Kepergok Muat 60 Janjang, Polsek Cempaga Hulu Ringkus Pencuri Sawit di PT WNL 

Polsek Cempaga Hulu melakukan olah tkp pencurian sawit di PT WNL. (Foto: Ist)

Kontenkalteng.com, Sampit – Unit Reskrim Polsek Cempaga Hulu, Polres Kotawaringin Timur, meringkus seorang pria berinisial SU (33) yang diduga mencuri buah sawit milik PT Windu Nabatindo Lestari (WNL).

Baca juga: Kisah Buruh Panen di PT. Sinar Mas Group, Bercita-cita Punya Kebun Sawit Sendiri

Ia tertangkap saat tengah memuat puluhan janjang sawit di areal Divisi IV Pelantaran Blok B11 PAGE, Desa Keruing, Kecamatan Cempaga Hulu.

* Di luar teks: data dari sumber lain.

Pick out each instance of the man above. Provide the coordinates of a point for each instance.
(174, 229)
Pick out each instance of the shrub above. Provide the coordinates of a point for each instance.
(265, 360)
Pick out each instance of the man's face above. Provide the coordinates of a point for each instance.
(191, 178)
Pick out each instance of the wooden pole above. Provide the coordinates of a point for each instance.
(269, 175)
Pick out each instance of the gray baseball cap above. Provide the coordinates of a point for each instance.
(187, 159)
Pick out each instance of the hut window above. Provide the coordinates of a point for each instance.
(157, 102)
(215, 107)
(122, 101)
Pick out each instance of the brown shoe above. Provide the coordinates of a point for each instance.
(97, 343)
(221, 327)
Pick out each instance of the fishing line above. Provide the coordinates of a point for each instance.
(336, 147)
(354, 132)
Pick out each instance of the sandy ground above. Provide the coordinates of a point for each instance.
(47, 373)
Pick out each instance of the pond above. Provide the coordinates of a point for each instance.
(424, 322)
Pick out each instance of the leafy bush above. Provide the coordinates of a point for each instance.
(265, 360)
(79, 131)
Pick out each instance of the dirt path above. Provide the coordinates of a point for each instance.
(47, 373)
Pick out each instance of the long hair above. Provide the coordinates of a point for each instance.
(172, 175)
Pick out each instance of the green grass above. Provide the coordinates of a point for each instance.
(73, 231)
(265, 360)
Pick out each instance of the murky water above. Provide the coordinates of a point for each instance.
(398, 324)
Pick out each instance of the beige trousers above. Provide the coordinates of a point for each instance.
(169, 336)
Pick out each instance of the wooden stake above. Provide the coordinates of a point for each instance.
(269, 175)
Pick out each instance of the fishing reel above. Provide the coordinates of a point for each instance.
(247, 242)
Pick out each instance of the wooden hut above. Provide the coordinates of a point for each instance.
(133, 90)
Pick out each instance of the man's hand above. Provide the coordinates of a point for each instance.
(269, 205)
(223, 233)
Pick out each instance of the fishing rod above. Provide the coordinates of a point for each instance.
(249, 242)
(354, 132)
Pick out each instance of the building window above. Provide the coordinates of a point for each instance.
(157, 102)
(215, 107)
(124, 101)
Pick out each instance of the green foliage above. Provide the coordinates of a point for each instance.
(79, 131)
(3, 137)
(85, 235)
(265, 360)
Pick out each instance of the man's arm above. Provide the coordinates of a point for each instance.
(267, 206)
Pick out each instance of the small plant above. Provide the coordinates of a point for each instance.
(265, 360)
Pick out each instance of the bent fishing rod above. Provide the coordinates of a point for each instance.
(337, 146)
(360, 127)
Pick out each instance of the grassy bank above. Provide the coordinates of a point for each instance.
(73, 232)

”Kejadiannya ini pada Jumat, 1 Mei 2026 sekitar pukul 16.30 WIB, namun baru dilaporkan ke Polsek pada hari Sabtu, kemarin,” ujar Kapolres Kotim AKBP Resky Maulana Zulkarnain melalui Kasi Humas Polres Kotim AKP Edy Wiyoko, Minggu (3/5/2026).

Ia memaparkan, kasus ini terungkap saat anggota security Estate PAGE melakukan patroli di blok yang dikenal rawan pencurian.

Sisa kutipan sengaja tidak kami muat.